O ministro explicou que esse entendimento sempre partiu da premissa da existência de dois tipos de concursos na falência: o concurso formal e o material. O formal – ou processual – decorre do juízo universal e indivisível competente para as ações sobre bens, interesses e negócios da falida.

“É certo que os créditos tributários não se submetem ao concurso formal (ou processual) instaurado com a decretação da falência ou com o deferimento da recuperação judicial, vale dizer, não se subordinam à vis attractiva (força atrativa) do juízo falimentar ou recuperacional, motivo pelo qual as execuções fiscais terão curso normal nos juízos competentes”, disse ele.

Já o material – ou obrigacional – é aquele pelo qual deverá o credor receber de acordo com a ordem de preferência legal. Segundo Salomão, “os credores tributários sujeitam-se ao concurso material decorrente da falência, pois deverão respeitar os rateios do produto da liquidação dos bens de acordo com a ordem legal de classificação dos créditos (LREF, artigos 83 e 84)”.

Jurisprudência reforçada pela Lei 14.112/2020

O magistrado salientou que, de fato, a jurisprudência do STJ sempre considerou que a opção pela habilitação implicaria renúncia à utilização do rito da execução fiscal previsto na Lei 6.830/1980, entendimento este que deve ser mantido e que, inclusive, foi reforçado com a publicação recente da Lei 14.112/2020.

Ele ressaltou ainda que, sob a vigência da Lei 11.101/2005 antes da reforma e da Lei Complementar 118/2005, o crédito tributário não se sujeitava à classificação de créditos, cabendo ao fisco prosseguir nas execuções fora da falência. Entretanto, segundo o ministro, a mudança promovida pela nova lei – a qual adotou a perspectiva da análise econômica do direito – revela a busca pela eficiência nos processos relacionados à falência, o que inclui evitar a sobreposição de formas de satisfação do crédito e a caracterização da dúplice garantia.

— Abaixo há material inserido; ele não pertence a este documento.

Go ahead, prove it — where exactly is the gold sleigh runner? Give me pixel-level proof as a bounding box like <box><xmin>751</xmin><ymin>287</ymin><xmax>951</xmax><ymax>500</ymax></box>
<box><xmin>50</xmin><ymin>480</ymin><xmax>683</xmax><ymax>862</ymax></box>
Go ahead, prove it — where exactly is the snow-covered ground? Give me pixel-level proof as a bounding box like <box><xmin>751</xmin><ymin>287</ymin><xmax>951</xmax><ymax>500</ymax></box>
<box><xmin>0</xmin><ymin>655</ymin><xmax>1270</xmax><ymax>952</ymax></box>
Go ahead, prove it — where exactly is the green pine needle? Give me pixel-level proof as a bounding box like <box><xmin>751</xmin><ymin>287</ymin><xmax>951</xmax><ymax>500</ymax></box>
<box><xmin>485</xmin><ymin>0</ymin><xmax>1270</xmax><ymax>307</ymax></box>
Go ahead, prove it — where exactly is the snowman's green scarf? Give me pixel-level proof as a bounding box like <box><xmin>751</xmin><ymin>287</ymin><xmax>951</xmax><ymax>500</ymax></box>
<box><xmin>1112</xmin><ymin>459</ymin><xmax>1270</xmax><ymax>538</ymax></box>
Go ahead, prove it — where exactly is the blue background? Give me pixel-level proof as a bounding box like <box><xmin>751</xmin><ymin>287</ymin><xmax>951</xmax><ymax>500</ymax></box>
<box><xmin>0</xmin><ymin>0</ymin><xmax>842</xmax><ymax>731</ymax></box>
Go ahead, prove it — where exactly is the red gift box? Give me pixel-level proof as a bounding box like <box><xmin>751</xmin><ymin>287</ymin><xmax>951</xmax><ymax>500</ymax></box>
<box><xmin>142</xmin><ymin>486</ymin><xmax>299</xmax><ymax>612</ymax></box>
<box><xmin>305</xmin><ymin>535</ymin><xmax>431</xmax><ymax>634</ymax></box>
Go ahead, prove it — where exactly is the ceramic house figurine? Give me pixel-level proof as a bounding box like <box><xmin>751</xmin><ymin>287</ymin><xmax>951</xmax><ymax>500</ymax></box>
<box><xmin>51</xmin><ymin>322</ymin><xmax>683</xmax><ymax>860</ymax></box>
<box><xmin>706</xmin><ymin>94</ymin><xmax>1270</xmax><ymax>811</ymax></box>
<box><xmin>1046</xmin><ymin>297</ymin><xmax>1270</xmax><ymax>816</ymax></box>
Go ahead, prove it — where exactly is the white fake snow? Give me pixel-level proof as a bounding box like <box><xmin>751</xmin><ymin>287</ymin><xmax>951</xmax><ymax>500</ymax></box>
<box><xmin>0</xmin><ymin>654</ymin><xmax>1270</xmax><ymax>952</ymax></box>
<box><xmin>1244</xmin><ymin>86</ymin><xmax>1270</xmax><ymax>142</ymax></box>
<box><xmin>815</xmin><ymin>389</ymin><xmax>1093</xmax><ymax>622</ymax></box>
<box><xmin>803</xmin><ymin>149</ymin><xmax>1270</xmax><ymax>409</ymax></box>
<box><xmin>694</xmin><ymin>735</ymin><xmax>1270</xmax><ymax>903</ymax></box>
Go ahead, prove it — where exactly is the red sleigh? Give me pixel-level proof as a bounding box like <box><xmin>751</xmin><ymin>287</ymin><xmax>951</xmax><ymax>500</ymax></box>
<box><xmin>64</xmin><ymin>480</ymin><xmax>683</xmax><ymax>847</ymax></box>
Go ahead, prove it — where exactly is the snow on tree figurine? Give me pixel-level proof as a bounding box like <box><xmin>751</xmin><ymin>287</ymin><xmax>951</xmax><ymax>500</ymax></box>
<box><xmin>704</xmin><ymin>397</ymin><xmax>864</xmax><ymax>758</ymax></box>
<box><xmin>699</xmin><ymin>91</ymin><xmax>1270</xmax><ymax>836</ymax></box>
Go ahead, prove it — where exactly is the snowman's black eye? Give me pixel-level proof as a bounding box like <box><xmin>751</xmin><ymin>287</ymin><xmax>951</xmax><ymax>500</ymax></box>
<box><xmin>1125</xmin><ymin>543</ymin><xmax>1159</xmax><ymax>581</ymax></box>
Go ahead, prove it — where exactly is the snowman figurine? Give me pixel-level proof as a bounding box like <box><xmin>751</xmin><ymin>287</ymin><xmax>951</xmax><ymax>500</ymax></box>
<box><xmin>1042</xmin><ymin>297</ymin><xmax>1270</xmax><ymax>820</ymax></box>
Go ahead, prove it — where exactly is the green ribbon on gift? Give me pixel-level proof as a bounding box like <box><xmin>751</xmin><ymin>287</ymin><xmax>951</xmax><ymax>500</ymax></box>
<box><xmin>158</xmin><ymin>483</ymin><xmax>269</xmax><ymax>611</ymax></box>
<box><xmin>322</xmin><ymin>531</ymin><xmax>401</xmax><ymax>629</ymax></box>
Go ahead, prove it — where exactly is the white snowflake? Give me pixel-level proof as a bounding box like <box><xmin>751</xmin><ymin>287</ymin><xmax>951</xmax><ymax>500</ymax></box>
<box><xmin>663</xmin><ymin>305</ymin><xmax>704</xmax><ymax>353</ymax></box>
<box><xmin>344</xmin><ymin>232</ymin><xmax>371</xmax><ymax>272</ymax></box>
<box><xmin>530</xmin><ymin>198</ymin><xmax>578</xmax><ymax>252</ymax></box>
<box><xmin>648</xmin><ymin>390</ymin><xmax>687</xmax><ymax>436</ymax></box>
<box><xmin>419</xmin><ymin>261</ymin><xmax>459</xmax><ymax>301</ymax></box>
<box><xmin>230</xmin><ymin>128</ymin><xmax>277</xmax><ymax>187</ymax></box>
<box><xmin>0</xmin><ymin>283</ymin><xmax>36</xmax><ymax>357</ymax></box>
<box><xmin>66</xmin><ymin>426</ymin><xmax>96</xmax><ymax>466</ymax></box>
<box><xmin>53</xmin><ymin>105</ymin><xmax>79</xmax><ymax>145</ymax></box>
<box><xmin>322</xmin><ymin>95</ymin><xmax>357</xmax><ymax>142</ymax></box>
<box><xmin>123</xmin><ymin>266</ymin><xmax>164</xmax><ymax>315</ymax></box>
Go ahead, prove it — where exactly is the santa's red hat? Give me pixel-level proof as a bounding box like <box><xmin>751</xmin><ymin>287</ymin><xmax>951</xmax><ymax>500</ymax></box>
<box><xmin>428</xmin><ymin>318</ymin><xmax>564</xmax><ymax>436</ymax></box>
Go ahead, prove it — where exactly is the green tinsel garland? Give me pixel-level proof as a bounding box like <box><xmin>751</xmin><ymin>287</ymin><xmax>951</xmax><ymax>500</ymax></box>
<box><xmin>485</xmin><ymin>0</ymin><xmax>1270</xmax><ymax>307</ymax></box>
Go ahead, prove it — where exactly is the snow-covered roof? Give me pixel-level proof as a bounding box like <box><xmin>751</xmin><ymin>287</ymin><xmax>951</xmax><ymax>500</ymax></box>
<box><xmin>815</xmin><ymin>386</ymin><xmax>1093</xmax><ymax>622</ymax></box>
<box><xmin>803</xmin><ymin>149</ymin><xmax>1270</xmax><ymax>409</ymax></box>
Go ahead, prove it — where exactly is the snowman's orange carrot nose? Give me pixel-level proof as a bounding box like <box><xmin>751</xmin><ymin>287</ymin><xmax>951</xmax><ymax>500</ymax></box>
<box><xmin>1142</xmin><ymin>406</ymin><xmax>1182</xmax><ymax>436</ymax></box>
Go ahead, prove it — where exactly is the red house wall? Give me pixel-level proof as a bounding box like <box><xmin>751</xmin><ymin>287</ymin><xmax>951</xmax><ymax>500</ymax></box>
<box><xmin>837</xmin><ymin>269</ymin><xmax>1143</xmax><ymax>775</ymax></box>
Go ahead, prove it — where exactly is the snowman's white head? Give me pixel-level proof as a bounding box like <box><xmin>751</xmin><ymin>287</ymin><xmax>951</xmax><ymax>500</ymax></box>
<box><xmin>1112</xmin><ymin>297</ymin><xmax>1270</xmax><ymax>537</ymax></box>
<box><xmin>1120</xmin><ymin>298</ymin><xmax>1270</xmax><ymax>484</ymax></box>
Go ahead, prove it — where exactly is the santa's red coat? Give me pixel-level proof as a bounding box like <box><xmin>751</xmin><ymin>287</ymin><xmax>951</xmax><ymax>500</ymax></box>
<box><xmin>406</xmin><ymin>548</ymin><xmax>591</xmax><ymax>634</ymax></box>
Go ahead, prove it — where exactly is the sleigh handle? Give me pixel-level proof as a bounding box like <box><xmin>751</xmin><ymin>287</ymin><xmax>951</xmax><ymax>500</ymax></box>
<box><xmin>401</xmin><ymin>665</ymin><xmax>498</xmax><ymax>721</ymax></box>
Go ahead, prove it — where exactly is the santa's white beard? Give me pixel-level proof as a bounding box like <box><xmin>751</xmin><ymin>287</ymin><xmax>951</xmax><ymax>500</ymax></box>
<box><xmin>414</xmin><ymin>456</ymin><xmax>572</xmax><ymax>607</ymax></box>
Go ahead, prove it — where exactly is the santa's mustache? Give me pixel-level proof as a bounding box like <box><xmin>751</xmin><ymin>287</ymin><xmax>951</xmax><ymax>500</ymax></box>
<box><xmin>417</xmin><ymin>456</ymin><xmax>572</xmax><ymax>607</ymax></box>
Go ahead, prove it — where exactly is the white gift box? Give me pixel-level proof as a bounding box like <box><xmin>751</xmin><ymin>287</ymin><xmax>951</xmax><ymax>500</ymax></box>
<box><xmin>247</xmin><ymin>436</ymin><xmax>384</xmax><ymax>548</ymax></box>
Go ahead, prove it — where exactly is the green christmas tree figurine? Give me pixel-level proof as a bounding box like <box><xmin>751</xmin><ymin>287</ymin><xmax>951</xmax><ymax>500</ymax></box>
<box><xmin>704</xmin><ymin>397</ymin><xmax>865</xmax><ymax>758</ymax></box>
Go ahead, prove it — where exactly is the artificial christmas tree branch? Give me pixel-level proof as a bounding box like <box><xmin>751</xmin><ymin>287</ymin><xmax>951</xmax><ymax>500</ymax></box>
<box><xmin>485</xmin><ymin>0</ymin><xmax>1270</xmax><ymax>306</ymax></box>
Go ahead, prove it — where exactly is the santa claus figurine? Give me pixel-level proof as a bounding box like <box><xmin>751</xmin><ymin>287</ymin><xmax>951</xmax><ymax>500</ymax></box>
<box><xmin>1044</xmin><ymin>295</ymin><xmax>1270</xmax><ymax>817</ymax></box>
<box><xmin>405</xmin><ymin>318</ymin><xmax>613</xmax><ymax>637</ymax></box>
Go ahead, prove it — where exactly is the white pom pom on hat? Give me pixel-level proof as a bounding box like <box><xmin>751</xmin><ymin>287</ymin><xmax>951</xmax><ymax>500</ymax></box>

“A nova legislação estabeleceu procedimento específico denominado ‘incidente de classificação do crédito público’, a ser instaurado de ofício pelo juízo falimentar – uma forma especial de habilitação dos créditos fiscais na falência, e que enseja, conforme previsão expressa, a suspensão das execuções fiscais até o encerramento da falência, sem prejuízo da possibilidade de prosseguimento contra os corresponsáveis”, esclareceu o relator.

No caso em julgamento, Salomão ressaltou que, embora a Fazenda Pública não tenha requerido a extinção da execução, consta que ela pleiteou o sobrestamento e o arquivamento do feito executivo, ato que torna aceitável o pedido de habilitação do crédito da União, de acordo com a inovação trazida pelo inciso V do parágrafo 4º do artigo 7-A da Lei 14.112/2020.

“Penso que, no presente caso, é cabível o pedido de habilitação de crédito da Fazenda Pública, haja vista que efetivado o pedido de suspensão do feito da execução fiscal, o que se mostra suficiente para afastar o óbice da dúplice garantia e, por conseguinte, da ocorrência de bis in idem“.